11 December 2011

Designers: Use Google SketchUp!

A while ago I discovered and became addicted to Google SketchUp. 3D was a part of the Communications curriculum and the software I got from the district just wasn't very easy to use. Long story short, I switched to SketchUp and my 3D unit went from being dreaded to eagerly anticipated.

But recently I've been using SketchUp more as a designer. For example, look at the poster design at the left. I had an idea of bold, 3D objects. I chose 1s and 0s because we're using computers, and if you translated the binary you'd see "3D3D3D." But anyway, the idea was incredibly easy to produce in SketchUp, export a .png, throw it in Illustrator to add the "3D design" text, which of course has a 3D Rotate effect on it.

That's one way to use it. 1s and 0s are easy enough to draw and extrude. Then use the Styles palette and you're set. But what if you need something a little more complex, and you're just not much of a 3D modeler? That's where the Warehouse comes in. Nearly everything that ever existed in real life or in fiction has been modeled by someone, somewhere, and uploaded to the warehouse. For example, for my Back to the Future DVD case redesign I went out and found a DeLorean, created a wireframe style with thick enough lines, and boom, instant stylish technical drawing turned into a vector object with the help of Live Trace in Illustrator.

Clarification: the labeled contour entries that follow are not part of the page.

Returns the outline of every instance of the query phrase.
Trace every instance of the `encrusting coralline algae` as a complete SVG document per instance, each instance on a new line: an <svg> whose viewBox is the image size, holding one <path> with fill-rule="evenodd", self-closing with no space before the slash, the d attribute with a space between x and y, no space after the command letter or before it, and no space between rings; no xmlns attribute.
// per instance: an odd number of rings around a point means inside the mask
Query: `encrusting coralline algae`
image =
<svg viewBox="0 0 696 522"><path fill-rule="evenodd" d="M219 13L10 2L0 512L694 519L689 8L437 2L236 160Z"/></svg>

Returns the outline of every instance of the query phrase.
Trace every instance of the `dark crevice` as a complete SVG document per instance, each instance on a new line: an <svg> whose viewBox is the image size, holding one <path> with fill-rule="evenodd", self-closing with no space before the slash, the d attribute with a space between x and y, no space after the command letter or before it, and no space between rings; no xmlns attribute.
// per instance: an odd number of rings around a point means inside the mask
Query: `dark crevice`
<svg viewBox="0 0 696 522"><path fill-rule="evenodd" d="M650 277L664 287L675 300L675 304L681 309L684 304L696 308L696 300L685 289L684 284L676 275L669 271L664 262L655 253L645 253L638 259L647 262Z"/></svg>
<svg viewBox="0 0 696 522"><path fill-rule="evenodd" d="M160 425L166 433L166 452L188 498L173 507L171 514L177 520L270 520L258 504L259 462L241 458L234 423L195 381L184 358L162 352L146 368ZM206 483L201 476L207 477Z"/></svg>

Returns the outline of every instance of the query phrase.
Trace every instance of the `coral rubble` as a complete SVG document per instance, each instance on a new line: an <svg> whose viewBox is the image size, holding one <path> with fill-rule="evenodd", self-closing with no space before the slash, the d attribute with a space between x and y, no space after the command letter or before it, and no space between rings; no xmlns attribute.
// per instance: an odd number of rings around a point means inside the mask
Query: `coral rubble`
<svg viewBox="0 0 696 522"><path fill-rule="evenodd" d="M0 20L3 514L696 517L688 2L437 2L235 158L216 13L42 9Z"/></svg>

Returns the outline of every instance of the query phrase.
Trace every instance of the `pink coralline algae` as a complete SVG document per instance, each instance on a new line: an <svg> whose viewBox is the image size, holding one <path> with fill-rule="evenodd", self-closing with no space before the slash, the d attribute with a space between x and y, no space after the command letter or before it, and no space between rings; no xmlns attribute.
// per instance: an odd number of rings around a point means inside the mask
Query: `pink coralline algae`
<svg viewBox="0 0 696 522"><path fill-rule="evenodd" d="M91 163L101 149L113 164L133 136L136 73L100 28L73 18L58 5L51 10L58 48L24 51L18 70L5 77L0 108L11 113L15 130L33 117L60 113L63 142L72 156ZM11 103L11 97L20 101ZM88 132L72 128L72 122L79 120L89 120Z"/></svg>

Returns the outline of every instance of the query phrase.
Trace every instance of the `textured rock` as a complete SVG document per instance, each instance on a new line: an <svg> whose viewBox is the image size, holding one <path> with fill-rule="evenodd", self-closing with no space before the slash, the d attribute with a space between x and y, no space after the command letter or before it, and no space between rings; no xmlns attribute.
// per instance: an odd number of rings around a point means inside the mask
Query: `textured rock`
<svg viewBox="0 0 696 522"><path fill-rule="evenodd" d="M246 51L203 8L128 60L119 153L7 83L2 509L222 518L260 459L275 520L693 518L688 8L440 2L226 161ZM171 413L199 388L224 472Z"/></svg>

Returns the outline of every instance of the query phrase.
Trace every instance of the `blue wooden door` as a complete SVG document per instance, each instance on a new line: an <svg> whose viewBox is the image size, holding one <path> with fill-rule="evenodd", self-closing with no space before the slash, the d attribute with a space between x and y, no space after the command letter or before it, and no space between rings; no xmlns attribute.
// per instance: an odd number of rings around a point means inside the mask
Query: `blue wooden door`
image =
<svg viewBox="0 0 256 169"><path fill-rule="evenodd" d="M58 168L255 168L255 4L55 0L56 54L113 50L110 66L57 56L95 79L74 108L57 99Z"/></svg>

So now we've got simple 3D objects and technical-style drawings. One more use I've found is creating accurate silhouettes. I'm a HUGE fan of silhouette vectors, maybe due to my t-shirt designing heritage. (Oh and you should have seen my reaction to the silhouette level on Donkey Kong Country Returns.) By using Styles to make the background white, and the entire model black, you have an instant silhouette creator from any angle you want.

To illustrate, I took less than two minutes to create these images using SketchUp:
This is the model I found on the Warehouse.

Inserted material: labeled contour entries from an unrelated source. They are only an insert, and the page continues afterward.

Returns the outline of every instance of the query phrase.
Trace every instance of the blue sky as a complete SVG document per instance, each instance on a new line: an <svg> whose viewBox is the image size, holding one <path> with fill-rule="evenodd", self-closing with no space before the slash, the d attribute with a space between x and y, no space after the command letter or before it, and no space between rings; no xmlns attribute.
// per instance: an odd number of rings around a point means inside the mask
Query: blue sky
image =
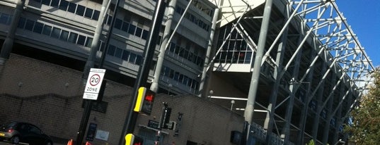
<svg viewBox="0 0 380 145"><path fill-rule="evenodd" d="M374 66L380 65L380 0L336 0Z"/></svg>

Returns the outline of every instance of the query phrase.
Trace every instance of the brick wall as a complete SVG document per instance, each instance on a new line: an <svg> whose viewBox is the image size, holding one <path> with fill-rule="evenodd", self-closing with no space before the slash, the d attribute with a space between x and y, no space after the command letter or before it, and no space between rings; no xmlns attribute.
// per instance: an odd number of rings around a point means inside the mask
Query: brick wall
<svg viewBox="0 0 380 145"><path fill-rule="evenodd" d="M46 134L64 139L76 138L83 114L84 83L81 72L12 54L0 65L0 122L28 122ZM103 101L105 113L91 111L88 120L97 130L109 132L108 141L95 139L94 144L117 144L129 108L133 88L108 81ZM166 144L185 144L188 140L198 144L231 144L231 131L243 130L243 118L208 100L188 95L159 94L151 115L139 115L135 134L149 120L159 121L162 101L172 108L171 120L183 113L179 135L163 130ZM86 134L85 134L86 137Z"/></svg>

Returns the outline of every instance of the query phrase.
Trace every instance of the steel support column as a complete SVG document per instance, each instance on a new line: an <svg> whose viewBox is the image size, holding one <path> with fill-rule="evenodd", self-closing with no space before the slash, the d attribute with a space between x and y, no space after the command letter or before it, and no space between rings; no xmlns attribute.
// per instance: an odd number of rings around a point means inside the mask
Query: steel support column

This is the technical-style version.

And here is the silhouette.

One thing I'd like to try someday is to create a virtual background for scenes filmed in front of a green screen. But as I have no green screen at the moment, I haven't tried it yet. Also, I recently had my students use SketchUp to create scenes for comic strips. Although the quality of turned-in projects was largely very poor, the students had a lot of fun and I think with some refinement it can be a great project in the future. (Blog post forthcoming.)